Kate Healy, managing director of Generation Next at TD Ameritrade Institutional, moderated a D&I conversation panel at the conference in which advisors and industry executives pointed to incidents they themselves had experienced in their careers as members of what is still largely a white male-dominated industry.
For example, Lazetta Rainey Braxton, founder and CEO of Baltimore, Maryland-based RIA Financial Fountains, told attendees she resigned a few years ago from a wealth management firm after it didn't stand up for her when a potential new client made a derogatory comment about African Americans.
Instead of declining the business of that client, "they took the client on," recalled Braxton, who is African American. She looked into her legal rights in the matter, but "because the client said it at the client's home, there was no recourse for me" and the firm "knew that as well, too," she said.
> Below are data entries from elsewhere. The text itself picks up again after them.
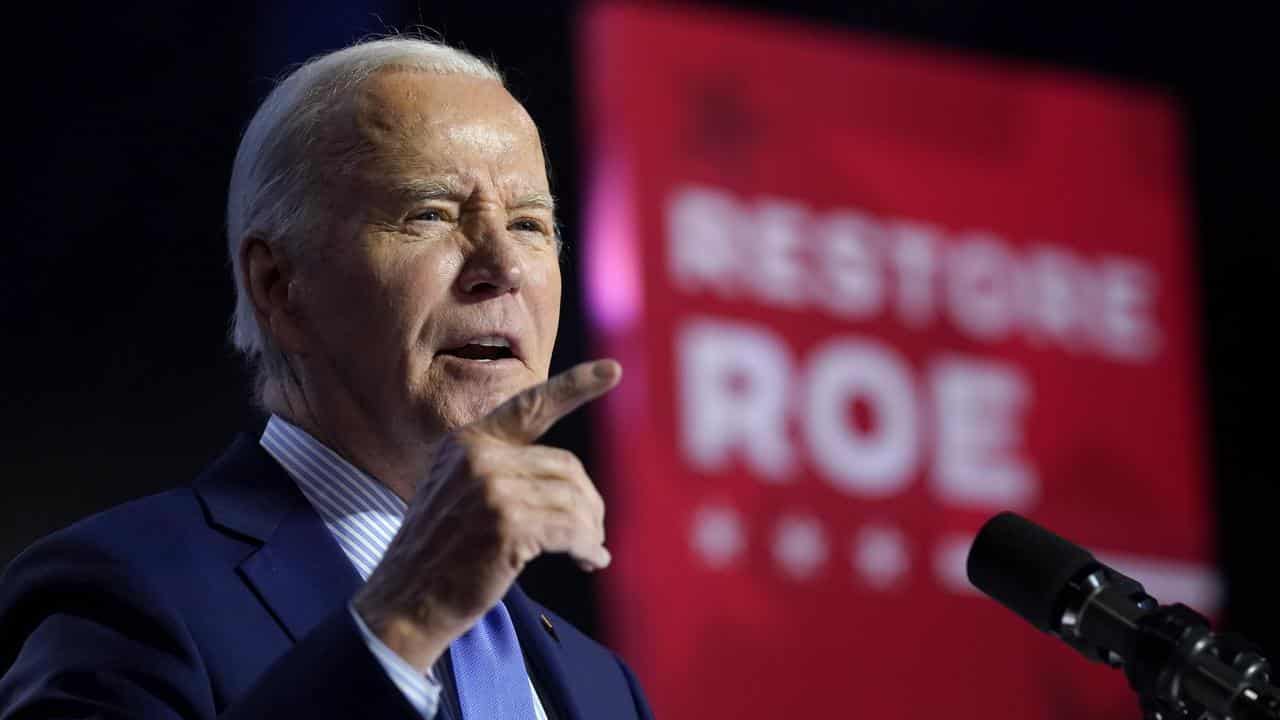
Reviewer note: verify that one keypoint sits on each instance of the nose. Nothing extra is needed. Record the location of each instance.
(493, 265)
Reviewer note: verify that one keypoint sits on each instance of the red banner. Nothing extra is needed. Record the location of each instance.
(867, 295)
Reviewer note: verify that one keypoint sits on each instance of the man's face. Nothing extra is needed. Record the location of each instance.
(434, 292)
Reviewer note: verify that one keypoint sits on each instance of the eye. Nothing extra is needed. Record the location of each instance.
(529, 224)
(433, 215)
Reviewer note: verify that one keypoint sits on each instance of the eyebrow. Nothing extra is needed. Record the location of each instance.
(419, 190)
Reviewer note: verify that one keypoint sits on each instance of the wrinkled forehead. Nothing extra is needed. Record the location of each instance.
(415, 122)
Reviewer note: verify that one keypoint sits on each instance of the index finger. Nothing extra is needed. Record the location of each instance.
(529, 414)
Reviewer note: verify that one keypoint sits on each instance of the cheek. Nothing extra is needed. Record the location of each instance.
(544, 297)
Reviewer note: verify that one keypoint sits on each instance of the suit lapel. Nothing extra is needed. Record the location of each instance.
(543, 654)
(298, 572)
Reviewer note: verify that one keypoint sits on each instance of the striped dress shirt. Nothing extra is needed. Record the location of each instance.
(364, 515)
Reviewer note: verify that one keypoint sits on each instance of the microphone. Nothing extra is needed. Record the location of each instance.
(1178, 668)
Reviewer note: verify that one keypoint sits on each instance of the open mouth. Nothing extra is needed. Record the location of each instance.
(483, 350)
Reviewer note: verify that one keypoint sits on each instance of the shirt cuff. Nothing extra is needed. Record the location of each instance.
(421, 691)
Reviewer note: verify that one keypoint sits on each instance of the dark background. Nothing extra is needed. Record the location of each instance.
(122, 130)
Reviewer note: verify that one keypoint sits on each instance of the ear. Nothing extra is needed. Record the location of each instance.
(269, 277)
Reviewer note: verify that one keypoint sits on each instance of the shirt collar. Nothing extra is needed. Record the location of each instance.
(362, 514)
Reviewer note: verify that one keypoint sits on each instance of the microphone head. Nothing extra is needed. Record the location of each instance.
(1025, 568)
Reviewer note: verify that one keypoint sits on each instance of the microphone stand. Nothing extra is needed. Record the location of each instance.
(1179, 669)
(1184, 671)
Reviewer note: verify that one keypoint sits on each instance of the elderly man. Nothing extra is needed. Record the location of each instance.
(396, 261)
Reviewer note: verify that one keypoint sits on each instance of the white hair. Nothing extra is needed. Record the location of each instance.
(282, 158)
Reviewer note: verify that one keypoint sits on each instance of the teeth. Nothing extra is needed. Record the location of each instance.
(490, 342)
The firm, therefore, just "kind of skirt-tailed over" the issue, she told attendees, noting the incident "was the catalyst I needed to start" her own firm.
In addition, "I didn't want anybody else to go through what I went through, so I decided to pour my energy into volunteerism" for the Association of African American Financial Advisors, she told attendees.
Under the leadership of that organization's president, she set up an annual conference "because I wanted a gathering where I saw people who looked like me, who were doing exceptional things who were not honored for their craft and for what they brought to their profession," she explained. That event is now in its seventh year, she noted, adding the goal is to "focus on the next generation of African-American financial planners."
(On Monday, Braxton and another advisor, Rianka Dorsainvil, debuted their new virtual firm, 2050 Wealth Partners.)
In one jaw-dropping moment, Dasarte Yarnway, a financial advisor and founder of San Francisco-based RIA Berknell Financial Group, recalled that while working as the only African American man at one firm, its CEO claimed during a staff meeting that the worst thing that ever happened to the U.S. was the abolishment of slavery.
Noting that everybody in the room turned to look at him, he said, "it was that moment that I decided that I could create a firm" where he could "create a safe space that would allow us to serve everyone and do it in the fairest way possible."
Summit Sexism
The challenges that women face while attending financial services industry conferences, meanwhile, gained a huge spotlight last year, after off-color comments made by Ken Fisher at the Tiburon CEO Summit went public.